Por Ana Sampaio
O preço dos combustíveis voltou a preocupar os motoristas brasileiros com a alta do petróleo no mercado internacional, provocada principalmente pelo conflito no Oriente Médio. O barril do petróleo Brent passou dos US$ 100 nesta semana.
Para tentar evitar novos aumentos nas bombas, o governo federal anunciou mudanças nos impostos e nos descontos concedidos aos combustíveis.
GASOLINA
Na gasolina, o governo reduziu em R$ 0,63 por litro as alíquotas de PIS/Pasep e Cofins.
Ao mesmo tempo, terminou o desconto de R$ 0,44 por litro que vinha sendo aplicado pela Petrobras.
Com a mudança, a Petrobras informou que o efeito final para as distribuidoras será de uma redução de R$ 0,19 por litro, considerando os impostos. O preço médio da gasolina A vendida pela empresa passou a ser de R$ 3,05 por litro.

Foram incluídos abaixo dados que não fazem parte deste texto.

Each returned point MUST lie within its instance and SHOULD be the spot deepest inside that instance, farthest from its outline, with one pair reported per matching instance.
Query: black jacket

Isso não significa, porém, que o consumidor encontrará automaticamente R$ 0,19 de desconto no posto. O preço final também depende de distribuidoras, postos, impostos estaduais e outros custos.
E O DIESEL?
Para o diesel, o governo anunciou uma nova subvenção de R$ 1 por litro.
Esse valor se soma ao benefício de aproximadamente R$ 1,12 por litro que já estava em vigor. Com isso, o apoio pode chegar a cerca de R$ 2,12 por litro.
A medida busca evitar que a alta do petróleo seja repassada de forma mais forte para o preço do diesel, combustível que tem grande peso no transporte de cargas e, consequentemente, no preço de diversos produtos.
PETROBRAS VOLTOU ATRÁS EM REAJUSTE
A Petrobras também passou por uma mudança de posição nesta quinta-feira (10).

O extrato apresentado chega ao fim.